Europe’s exchange traded products business, which is largely dominated by three issuers, could rise to $1 trillion in combined assets under management by the end of this year.
Europe-listed ETFs pulled in $32 billion in the first six months of the year, less than half the $74 billion gained by their U.S. counterparts, but that “growth rate that would take total assets to more than half a trillion dollars by year-end if it persists,” according to Funds Europe.
“So far this year, equity ETPs accounted for $18.5 billion of the net flows in Europe, compared with $12.3 billion for fixed income products and a net outflow of $427 million for commodity products,” Funds Europe reported.
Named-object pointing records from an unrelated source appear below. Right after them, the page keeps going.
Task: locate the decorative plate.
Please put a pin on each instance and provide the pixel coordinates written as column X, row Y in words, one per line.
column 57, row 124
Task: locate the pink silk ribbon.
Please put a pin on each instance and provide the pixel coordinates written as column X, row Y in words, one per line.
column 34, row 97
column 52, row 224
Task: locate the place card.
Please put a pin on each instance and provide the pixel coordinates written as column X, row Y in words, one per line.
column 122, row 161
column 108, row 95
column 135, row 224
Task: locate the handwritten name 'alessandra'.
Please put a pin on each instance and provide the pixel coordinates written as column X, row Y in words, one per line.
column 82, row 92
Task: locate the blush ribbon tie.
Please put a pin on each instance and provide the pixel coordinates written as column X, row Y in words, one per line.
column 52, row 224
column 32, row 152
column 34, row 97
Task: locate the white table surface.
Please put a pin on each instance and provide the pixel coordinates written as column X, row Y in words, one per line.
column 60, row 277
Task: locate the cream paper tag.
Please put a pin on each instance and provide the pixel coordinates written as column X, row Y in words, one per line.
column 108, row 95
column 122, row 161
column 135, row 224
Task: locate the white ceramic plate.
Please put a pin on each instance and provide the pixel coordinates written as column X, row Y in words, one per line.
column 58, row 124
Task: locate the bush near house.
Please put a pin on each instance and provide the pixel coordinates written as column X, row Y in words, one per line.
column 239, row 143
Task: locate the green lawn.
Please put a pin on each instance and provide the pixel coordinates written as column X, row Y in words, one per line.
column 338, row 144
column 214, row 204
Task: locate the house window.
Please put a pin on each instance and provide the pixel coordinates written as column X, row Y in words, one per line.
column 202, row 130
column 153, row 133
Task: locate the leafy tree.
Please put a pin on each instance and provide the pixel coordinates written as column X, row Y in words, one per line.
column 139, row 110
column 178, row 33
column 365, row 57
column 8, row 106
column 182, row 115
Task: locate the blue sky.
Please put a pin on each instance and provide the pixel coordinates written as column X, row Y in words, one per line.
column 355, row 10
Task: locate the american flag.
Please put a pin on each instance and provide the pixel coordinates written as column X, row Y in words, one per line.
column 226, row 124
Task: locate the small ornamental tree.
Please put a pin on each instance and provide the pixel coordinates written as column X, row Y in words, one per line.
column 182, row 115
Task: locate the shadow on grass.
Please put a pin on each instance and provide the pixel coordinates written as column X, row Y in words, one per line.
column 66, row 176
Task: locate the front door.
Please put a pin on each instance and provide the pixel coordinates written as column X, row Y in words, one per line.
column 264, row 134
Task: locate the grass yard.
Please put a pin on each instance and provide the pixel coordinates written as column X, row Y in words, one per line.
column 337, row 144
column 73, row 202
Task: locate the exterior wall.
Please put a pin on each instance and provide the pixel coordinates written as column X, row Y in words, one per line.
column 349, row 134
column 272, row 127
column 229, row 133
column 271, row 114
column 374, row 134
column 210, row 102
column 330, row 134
BlackRock’s (NYSE: BLK) iShares, Deutsche Bank (NYSE: DB) and Societe Generale’s Lyxor are the dominate ETF issuers in Europe.
“In June investors invested almost all net new money into equity exposures with the US and emerging markets being the preferred allocations. The S&P 500 index ended up 7% at the end of Q2 2014, closing at an all-time high (1963) on June 20th. Internationally, developed markets gained 2% and emerging markets are up 4%. The positive equity market performance has helped to improve investor confidence during the first half of 2014.” according to Deborah Fuhr, Managing Partner at ETFGI.
As of the end of June, Europe was home to nearly 1,440 ETFs and almost 2,060 exchange traded products from 50 providers, according to ETFGI data. The total number of Europe-listed ETPs has more than quadrupled since 2007.